No. 22-0098/AF. U.S. v. Chase M. Thompson. CCA 40019. On consideration of the petition for grant of review of the decision of the United States Air Force Court of Criminal Appeals, it is ordered that said petition is granted on the following issue:
DID THE COURT OF CRIMINAL APPEALS ERR BY REQUIRING THAT APPELLANT INTRODUCE DIRECT EVIDENCE OF HIS SUBJECTIVE BELIEF TO MEET HIS BURDEN FOR A REASONABLE MISTAKE OF FACT DEFENSE?
The Air Force Court of Criminal Appeals decision is at this link.

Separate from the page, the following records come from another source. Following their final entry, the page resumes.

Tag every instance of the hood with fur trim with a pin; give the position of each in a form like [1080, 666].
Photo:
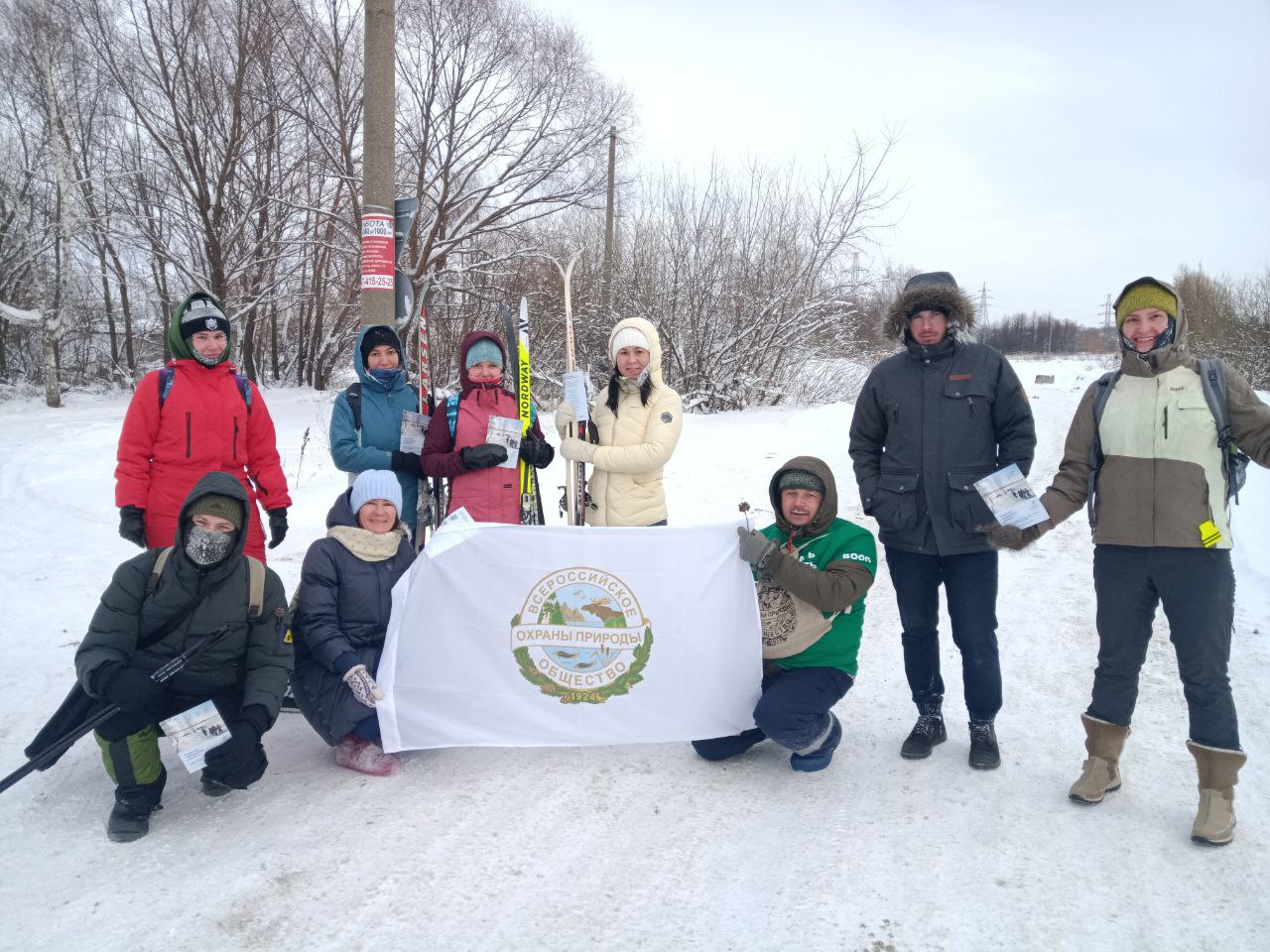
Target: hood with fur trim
[937, 291]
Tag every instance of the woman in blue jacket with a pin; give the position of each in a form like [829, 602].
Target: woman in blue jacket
[385, 394]
[341, 616]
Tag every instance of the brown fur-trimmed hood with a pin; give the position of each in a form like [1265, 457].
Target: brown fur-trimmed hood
[937, 291]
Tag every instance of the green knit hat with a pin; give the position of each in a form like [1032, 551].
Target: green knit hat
[1144, 293]
[222, 507]
[801, 479]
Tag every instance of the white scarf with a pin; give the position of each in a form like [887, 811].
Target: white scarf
[366, 544]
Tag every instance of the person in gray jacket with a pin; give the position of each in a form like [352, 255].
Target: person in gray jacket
[341, 617]
[930, 421]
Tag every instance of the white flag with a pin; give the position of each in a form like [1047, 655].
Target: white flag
[526, 636]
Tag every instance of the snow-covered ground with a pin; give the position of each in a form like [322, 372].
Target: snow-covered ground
[635, 847]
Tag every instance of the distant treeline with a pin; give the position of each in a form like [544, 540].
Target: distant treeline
[1039, 333]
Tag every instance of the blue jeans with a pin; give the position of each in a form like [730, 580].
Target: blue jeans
[793, 711]
[970, 587]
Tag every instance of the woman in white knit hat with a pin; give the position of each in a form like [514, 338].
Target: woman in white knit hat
[341, 616]
[638, 422]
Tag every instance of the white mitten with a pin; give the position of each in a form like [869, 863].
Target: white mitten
[363, 685]
[566, 417]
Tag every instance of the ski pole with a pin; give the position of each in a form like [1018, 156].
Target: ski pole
[64, 743]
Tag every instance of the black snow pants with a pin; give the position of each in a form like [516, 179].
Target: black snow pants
[1197, 588]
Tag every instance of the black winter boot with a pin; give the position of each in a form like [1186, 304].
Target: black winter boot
[984, 754]
[130, 821]
[925, 735]
[213, 787]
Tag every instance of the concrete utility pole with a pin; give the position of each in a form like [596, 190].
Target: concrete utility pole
[377, 162]
[606, 287]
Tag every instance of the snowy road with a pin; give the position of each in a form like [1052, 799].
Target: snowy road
[638, 847]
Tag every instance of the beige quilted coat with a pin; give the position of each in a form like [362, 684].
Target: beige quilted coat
[625, 483]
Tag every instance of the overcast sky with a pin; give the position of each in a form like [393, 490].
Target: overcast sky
[1052, 153]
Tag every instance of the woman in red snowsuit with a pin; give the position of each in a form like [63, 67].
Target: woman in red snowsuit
[197, 416]
[477, 483]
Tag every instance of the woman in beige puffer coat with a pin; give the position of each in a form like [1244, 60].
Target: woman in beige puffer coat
[639, 420]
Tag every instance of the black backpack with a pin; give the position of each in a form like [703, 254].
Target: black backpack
[167, 375]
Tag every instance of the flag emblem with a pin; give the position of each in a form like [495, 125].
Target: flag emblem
[580, 636]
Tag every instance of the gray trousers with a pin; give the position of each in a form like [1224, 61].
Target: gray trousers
[1197, 588]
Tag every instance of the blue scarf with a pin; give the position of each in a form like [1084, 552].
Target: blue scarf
[388, 377]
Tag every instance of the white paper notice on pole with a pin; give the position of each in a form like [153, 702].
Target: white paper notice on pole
[1011, 499]
[539, 636]
[575, 394]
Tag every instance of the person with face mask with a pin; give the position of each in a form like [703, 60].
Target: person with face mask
[638, 421]
[1161, 536]
[197, 416]
[203, 585]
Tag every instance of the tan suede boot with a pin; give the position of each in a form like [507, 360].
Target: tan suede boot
[1101, 771]
[1218, 774]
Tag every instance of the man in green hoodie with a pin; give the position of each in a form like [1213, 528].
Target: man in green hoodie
[813, 571]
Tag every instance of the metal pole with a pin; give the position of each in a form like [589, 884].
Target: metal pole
[377, 151]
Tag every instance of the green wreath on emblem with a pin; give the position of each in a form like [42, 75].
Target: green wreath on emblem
[570, 696]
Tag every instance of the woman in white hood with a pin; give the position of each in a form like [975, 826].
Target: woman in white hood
[638, 421]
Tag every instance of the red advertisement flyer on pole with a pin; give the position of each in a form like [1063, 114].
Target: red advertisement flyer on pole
[377, 253]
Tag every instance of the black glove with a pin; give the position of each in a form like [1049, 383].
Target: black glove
[407, 462]
[277, 527]
[240, 761]
[131, 688]
[756, 547]
[536, 452]
[132, 525]
[1010, 536]
[483, 457]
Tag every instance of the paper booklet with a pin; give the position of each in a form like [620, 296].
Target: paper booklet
[194, 733]
[506, 431]
[575, 394]
[414, 426]
[1011, 499]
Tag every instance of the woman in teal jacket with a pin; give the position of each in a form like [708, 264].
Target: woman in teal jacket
[385, 395]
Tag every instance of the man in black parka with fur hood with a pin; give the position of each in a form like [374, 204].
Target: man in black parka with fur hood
[930, 421]
[204, 585]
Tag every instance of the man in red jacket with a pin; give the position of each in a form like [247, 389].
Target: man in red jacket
[193, 416]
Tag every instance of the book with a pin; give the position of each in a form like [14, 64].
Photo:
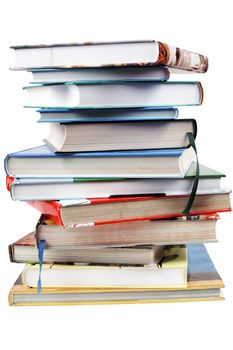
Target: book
[124, 234]
[203, 284]
[28, 189]
[41, 162]
[94, 115]
[43, 76]
[120, 135]
[121, 209]
[98, 54]
[114, 95]
[25, 251]
[171, 274]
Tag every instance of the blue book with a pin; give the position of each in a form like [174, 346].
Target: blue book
[41, 162]
[120, 135]
[64, 115]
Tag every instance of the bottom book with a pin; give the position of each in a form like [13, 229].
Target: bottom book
[203, 284]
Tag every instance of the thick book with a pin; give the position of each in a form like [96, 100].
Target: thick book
[43, 76]
[203, 284]
[121, 209]
[118, 53]
[115, 95]
[25, 251]
[102, 115]
[172, 273]
[124, 234]
[29, 189]
[120, 135]
[41, 162]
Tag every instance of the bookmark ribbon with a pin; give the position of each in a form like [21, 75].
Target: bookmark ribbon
[41, 247]
[196, 179]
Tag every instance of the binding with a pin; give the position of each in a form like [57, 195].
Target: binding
[196, 179]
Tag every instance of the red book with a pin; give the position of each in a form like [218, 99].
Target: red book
[99, 211]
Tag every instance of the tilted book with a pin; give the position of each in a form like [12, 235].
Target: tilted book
[121, 209]
[203, 284]
[118, 53]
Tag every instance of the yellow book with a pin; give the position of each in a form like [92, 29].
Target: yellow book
[203, 284]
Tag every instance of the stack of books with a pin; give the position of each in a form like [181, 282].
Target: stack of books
[125, 205]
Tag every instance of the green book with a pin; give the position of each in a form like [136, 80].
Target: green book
[28, 189]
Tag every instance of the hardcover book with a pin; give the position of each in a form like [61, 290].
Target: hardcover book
[118, 53]
[25, 251]
[121, 209]
[203, 284]
[114, 95]
[118, 135]
[172, 273]
[30, 189]
[102, 115]
[41, 162]
[125, 234]
[120, 74]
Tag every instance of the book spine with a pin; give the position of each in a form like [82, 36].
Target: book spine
[211, 216]
[52, 209]
[176, 57]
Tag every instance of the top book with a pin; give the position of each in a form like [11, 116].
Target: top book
[108, 54]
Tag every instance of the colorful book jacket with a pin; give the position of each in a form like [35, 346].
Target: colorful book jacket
[171, 56]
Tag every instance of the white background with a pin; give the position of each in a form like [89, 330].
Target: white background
[201, 26]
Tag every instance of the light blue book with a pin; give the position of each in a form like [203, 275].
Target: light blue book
[41, 162]
[64, 115]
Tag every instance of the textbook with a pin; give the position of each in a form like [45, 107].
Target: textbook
[124, 234]
[30, 189]
[114, 95]
[120, 135]
[119, 53]
[203, 284]
[43, 76]
[62, 115]
[172, 273]
[121, 209]
[25, 251]
[41, 162]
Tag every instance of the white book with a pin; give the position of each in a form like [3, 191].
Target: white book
[173, 273]
[130, 94]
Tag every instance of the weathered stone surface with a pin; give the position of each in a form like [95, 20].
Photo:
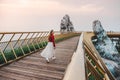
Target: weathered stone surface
[66, 24]
[106, 49]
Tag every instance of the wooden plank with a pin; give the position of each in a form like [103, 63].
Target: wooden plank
[34, 67]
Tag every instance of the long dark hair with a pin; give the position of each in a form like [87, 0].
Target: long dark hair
[51, 32]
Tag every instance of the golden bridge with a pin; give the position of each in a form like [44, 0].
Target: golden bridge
[76, 57]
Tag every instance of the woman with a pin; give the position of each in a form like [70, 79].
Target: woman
[49, 51]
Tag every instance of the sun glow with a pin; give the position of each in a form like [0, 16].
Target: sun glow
[24, 2]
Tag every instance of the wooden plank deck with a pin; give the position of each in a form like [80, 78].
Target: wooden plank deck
[34, 67]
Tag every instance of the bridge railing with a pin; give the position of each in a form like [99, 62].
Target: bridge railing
[15, 45]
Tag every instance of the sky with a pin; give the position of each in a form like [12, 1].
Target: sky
[44, 15]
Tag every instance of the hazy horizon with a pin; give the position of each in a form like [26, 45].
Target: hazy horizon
[44, 15]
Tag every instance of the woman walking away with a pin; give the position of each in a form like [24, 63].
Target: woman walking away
[49, 51]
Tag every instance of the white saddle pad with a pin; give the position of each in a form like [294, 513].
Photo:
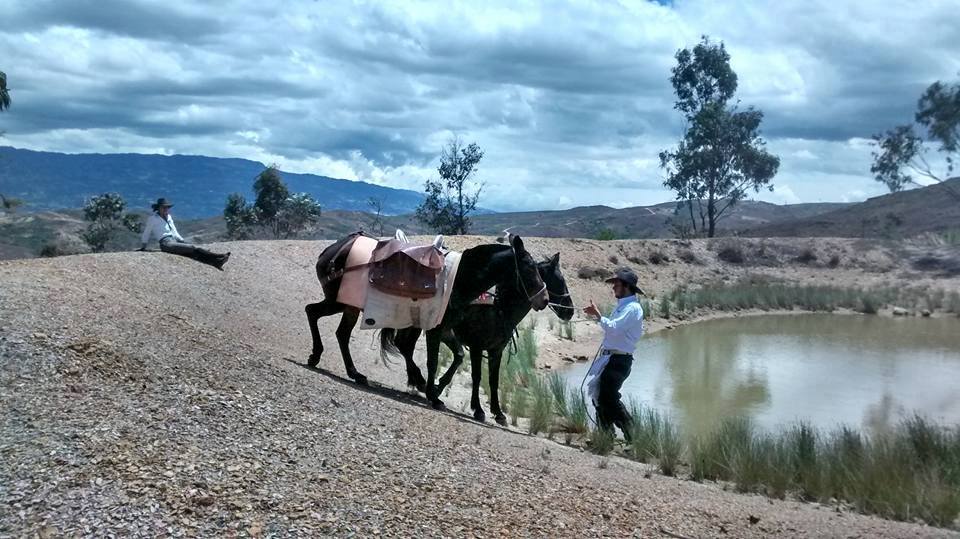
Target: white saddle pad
[382, 310]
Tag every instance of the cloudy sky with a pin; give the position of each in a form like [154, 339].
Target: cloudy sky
[570, 101]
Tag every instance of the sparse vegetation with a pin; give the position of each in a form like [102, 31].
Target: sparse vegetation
[275, 211]
[592, 272]
[807, 256]
[601, 441]
[451, 199]
[731, 252]
[605, 234]
[565, 330]
[658, 257]
[107, 218]
[688, 256]
[762, 293]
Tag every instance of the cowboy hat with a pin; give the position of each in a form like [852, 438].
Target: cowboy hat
[628, 278]
[162, 203]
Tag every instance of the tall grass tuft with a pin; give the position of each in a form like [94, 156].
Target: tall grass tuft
[565, 330]
[541, 406]
[558, 390]
[601, 441]
[665, 307]
[644, 432]
[576, 420]
[669, 447]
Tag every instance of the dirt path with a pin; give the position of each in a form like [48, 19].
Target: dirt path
[145, 394]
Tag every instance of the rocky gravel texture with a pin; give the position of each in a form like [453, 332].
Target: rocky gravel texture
[143, 394]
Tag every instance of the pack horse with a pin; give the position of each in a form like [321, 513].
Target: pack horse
[397, 285]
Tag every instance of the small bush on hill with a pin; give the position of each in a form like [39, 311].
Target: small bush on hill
[658, 257]
[591, 272]
[806, 256]
[688, 256]
[731, 253]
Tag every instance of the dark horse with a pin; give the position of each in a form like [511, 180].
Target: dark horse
[481, 268]
[486, 327]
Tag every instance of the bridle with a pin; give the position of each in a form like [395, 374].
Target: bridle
[523, 286]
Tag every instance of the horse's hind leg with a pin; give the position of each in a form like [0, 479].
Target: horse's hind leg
[498, 415]
[454, 345]
[476, 370]
[316, 311]
[407, 343]
[347, 323]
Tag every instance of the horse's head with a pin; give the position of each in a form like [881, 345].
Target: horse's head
[560, 300]
[528, 275]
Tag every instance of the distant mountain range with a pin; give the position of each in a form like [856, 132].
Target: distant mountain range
[198, 185]
[640, 221]
[935, 208]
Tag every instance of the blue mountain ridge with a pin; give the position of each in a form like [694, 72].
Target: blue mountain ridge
[198, 185]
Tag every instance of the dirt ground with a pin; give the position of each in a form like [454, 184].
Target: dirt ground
[145, 394]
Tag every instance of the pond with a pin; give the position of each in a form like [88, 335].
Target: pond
[861, 371]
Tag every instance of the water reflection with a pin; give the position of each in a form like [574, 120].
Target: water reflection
[864, 371]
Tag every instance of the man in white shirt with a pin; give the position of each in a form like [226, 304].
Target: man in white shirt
[160, 225]
[621, 331]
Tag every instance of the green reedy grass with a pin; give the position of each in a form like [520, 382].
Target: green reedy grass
[541, 406]
[670, 447]
[765, 294]
[644, 431]
[601, 441]
[577, 419]
[566, 330]
[558, 390]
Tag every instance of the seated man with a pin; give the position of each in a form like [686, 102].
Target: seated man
[160, 225]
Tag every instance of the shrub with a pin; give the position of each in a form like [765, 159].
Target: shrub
[601, 441]
[731, 253]
[606, 234]
[807, 256]
[591, 272]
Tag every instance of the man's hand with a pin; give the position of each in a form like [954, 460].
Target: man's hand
[592, 311]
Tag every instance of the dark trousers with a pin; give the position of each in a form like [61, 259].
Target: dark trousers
[170, 245]
[610, 409]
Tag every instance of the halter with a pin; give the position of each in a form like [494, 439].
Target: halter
[523, 286]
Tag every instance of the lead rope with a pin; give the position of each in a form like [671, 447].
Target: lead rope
[584, 381]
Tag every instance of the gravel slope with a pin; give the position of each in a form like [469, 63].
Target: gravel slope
[145, 394]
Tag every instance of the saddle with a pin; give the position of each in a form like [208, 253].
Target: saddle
[410, 271]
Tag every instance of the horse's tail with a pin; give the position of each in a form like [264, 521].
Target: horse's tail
[388, 345]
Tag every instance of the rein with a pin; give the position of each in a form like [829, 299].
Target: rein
[523, 285]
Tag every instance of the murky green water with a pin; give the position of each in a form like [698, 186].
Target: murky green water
[864, 371]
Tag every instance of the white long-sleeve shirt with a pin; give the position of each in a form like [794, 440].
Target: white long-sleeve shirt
[158, 227]
[624, 327]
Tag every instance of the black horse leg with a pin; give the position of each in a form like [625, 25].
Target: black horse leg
[454, 345]
[476, 370]
[433, 357]
[406, 343]
[495, 356]
[347, 323]
[316, 311]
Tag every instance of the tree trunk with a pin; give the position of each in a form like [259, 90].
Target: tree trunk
[692, 220]
[711, 209]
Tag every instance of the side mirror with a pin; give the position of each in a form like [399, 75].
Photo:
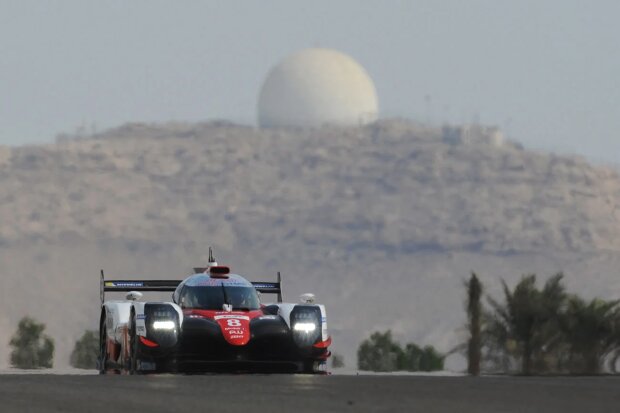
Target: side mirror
[133, 295]
[307, 298]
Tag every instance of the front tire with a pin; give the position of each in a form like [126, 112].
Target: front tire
[103, 350]
[134, 347]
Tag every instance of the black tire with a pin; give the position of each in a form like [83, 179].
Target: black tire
[309, 367]
[103, 350]
[134, 347]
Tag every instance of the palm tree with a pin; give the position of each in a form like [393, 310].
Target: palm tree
[526, 327]
[474, 315]
[590, 330]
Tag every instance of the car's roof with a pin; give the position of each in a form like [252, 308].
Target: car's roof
[205, 280]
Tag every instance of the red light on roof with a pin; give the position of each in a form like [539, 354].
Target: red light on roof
[147, 342]
[219, 271]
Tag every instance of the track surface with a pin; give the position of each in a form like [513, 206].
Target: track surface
[280, 393]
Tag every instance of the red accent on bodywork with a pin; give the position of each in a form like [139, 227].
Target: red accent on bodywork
[148, 342]
[234, 325]
[323, 344]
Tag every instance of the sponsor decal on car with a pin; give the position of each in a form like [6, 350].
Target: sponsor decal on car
[124, 284]
[232, 316]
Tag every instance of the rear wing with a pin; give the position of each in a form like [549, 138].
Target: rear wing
[270, 288]
[171, 285]
[135, 285]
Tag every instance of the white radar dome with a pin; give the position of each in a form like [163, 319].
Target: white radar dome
[316, 87]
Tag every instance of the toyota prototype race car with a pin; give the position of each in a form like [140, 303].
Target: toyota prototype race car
[215, 322]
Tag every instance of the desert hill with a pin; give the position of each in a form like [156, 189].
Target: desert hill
[389, 217]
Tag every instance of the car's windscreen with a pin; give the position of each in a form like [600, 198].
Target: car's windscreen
[214, 297]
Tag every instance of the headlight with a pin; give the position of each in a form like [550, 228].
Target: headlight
[306, 325]
[164, 325]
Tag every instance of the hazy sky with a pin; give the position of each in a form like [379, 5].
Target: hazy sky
[548, 72]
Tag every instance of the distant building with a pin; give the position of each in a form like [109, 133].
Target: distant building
[473, 134]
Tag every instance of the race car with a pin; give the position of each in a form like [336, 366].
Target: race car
[214, 323]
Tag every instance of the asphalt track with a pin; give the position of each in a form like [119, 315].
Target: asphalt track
[298, 393]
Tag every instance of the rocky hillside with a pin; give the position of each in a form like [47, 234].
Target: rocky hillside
[383, 213]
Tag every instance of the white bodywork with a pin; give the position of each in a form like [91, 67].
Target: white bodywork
[118, 313]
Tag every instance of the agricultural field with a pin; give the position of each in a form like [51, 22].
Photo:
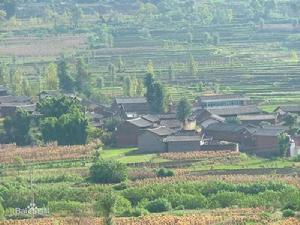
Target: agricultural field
[192, 48]
[49, 176]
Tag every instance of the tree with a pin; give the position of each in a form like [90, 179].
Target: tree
[82, 77]
[3, 73]
[171, 72]
[64, 121]
[159, 104]
[128, 87]
[51, 78]
[192, 65]
[17, 128]
[16, 81]
[150, 67]
[66, 81]
[2, 15]
[155, 94]
[106, 204]
[120, 65]
[10, 7]
[2, 211]
[48, 129]
[108, 171]
[72, 128]
[139, 88]
[284, 144]
[76, 14]
[111, 71]
[184, 110]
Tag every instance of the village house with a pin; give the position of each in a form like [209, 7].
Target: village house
[283, 110]
[152, 140]
[213, 101]
[227, 105]
[259, 140]
[234, 111]
[258, 119]
[130, 107]
[127, 132]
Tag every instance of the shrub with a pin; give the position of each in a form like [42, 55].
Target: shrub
[1, 211]
[108, 172]
[135, 212]
[163, 172]
[65, 208]
[159, 205]
[288, 213]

The CAAF has previously held that an accused is not required to testify in order to establish a mistake of fact defense. United States v. Jones, 49 M.J. 85, 91 (C.A.A.F. 1998).
The AFCCA appeared to approve of Jones in the unpublished decision of United States v. Roblero, No. ACM 38874, 2017 CCA LEXIS 168 (A. F. Ct. Crim. App. Feb. 17, 2017). Or at least no issue was made of the appellant’s decision not to testify.
The Navy-Marine Corps Court of Criminal Appeals seems to have followed a similar path in United States v. Thomas, No. NMCCA 201200203, 2013 CCA LEXIS 49 (N-M Ct. Crim. App. Jan. 31, 2013).
The Army Court of Criminal Appeals in United States v. Clark, ARMY 20160304, 2018 CCA LEXIS 505 (A. Ct. Crim. App. Oct. 12, 2018) had this to say in the footnote.
In any event, we find no error, plain or otherwise. To warrant an instruction on the mistake of fact defense there must be "some evidence of an honest and reasonable mistake to which the members could have attached credit if they had so desired." United States v. Hibbard, 58 M.J. 71, 75 (C.A.A.F. 2003). While there is no per se requirement an accused testify to establish a mistake of fact defense, evidence that the accused honestly and reasonably believed the victim had consented must come from somewhere. See United States v. Jones, 49 M.J. 85, 91 (C.A.A.F. 199). In many cases, the only source of admissible evidence about an accused's subjective belief may well be from the accused himself.
If AFCCA is correct in Thompson, that puts the accused between Scylla and Charybdis having to choose between testifying or remaining silent while hoping there is sufficient evidence to warrant the instruction without his testimony?